Which means we owe you the uncomfortable sentences too. This chat is not end-to-end encrypted, and its contents are read by an AI provider to do the filing. The genuinely sensitive categories — passwords, financial and medical and custody details — are deliberately held back from automatic filing. You turn the librarian on knowingly, or you leave it off. We would rather say that out loud than bury it.
And we are not trying to replace your group chat or become the place your family lives all day. The chat exists for the six quiet days between gatherings — and it hands things back to the ritual. When three of you mention the grandparents, or a registration is coming due, the librarian can surface it as a candidate for Sunday's conversation. It only ever surfaces. You still author what gets said.
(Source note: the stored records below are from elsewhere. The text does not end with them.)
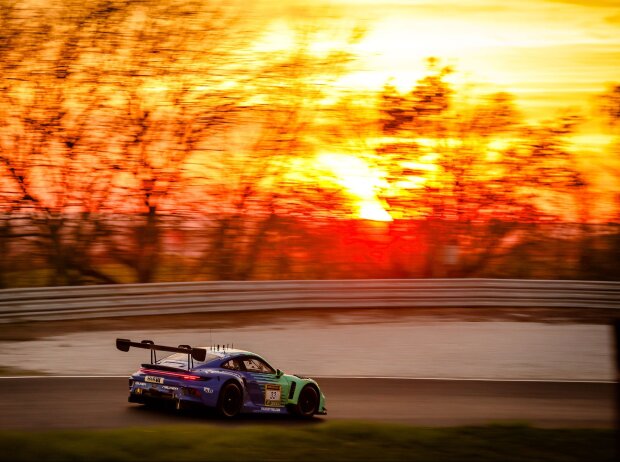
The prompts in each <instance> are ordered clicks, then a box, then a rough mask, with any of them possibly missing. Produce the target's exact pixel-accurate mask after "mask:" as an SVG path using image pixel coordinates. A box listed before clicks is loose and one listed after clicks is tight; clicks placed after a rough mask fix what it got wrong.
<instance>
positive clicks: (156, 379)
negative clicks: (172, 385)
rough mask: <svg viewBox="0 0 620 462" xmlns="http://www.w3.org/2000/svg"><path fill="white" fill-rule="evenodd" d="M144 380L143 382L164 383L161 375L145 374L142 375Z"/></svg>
mask: <svg viewBox="0 0 620 462" xmlns="http://www.w3.org/2000/svg"><path fill="white" fill-rule="evenodd" d="M144 381H145V382H151V383H160V384H161V383H164V379H163V378H162V377H153V376H152V375H147V376H146V377H144Z"/></svg>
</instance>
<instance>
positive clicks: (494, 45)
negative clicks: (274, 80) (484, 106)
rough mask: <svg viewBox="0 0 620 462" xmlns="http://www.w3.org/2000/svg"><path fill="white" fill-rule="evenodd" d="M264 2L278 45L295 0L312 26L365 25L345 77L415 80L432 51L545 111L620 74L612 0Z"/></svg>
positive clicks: (407, 82) (494, 85)
mask: <svg viewBox="0 0 620 462" xmlns="http://www.w3.org/2000/svg"><path fill="white" fill-rule="evenodd" d="M267 3H268V6H266V8H268V10H267V11H269V14H270V15H273V16H272V17H273V19H272V27H273V28H274V30H275V31H277V34H276V36H279V38H280V43H281V45H282V46H286V40H285V39H284V40H283V37H284V38H285V34H283V31H285V29H286V27H287V25H291V24H293V23H295V22H297V21H299V19H300V18H299V15H300V8H307V9H308V10H307V11H311V12H312V13H311V14H309V16H310V17H312V15H314V17H315V18H316V21H317V24H318V23H319V22H320V21H321V18H322V17H327V16H328V17H332V18H338V19H339V20H335V21H333V22H332V25H333V24H338V25H340V26H341V27H343V28H347V27H351V26H354V25H361V26H362V27H364V28H366V30H367V33H366V36H365V37H364V39H362V40H361V41H360V43H359V44H358V45H357V46H355V47H354V50H355V51H356V52H357V53H358V56H359V58H360V62H359V63H358V64H357V67H358V68H359V69H358V71H357V72H353V73H351V74H349V75H347V76H346V77H344V78H343V79H342V81H341V83H342V84H343V85H350V86H353V87H366V88H379V87H381V86H382V85H383V84H384V83H385V81H386V80H387V79H388V78H390V77H393V78H394V80H395V82H396V84H397V85H399V86H400V87H401V88H403V89H406V88H411V86H412V83H413V82H415V80H417V79H418V78H419V77H420V76H421V75H422V74H423V73H424V71H425V67H424V58H426V57H428V56H437V57H439V58H441V59H442V60H444V61H445V62H447V63H449V64H451V65H454V66H455V68H456V69H457V70H458V71H459V72H458V79H459V80H460V83H475V84H477V85H486V86H488V87H490V88H491V89H495V90H502V91H508V92H511V93H514V94H516V95H517V98H518V100H517V102H518V103H519V104H520V105H522V106H523V107H524V109H525V110H526V111H528V113H529V115H531V116H532V117H538V116H542V117H545V116H548V115H550V114H552V113H553V112H554V111H555V110H557V109H561V108H565V107H575V106H580V107H583V106H584V103H587V102H588V100H589V99H590V98H591V97H592V96H593V95H595V94H597V93H600V92H602V91H604V90H605V88H606V86H607V85H608V84H609V83H610V82H615V81H619V80H620V8H618V7H619V6H620V3H619V2H618V1H617V0H592V1H588V0H583V1H580V0H566V1H562V0H503V1H501V2H497V1H490V0H468V1H466V2H463V1H456V0H436V1H431V0H387V1H380V0H331V1H323V2H320V6H319V2H311V1H301V0H294V1H293V0H289V2H282V1H280V0H278V1H276V0H270V1H268V2H267ZM284 4H286V5H287V6H284ZM276 5H278V6H276ZM304 11H305V10H304ZM305 19H307V17H305Z"/></svg>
We built this with a small group of families first, because there is exactly one question that matters: does the record the librarian keeps read as useful or as creepy to a real family living a real, noisy week? It is live now — Family Chat free for every family, the librarian as part of Haklo Plus — and that question still governs it. If it is useful, it is the most helpful thing in the house. If it ever tips toward creepy, we would rather hear it and fix it than pretend otherwise. We will keep telling you which way it goes.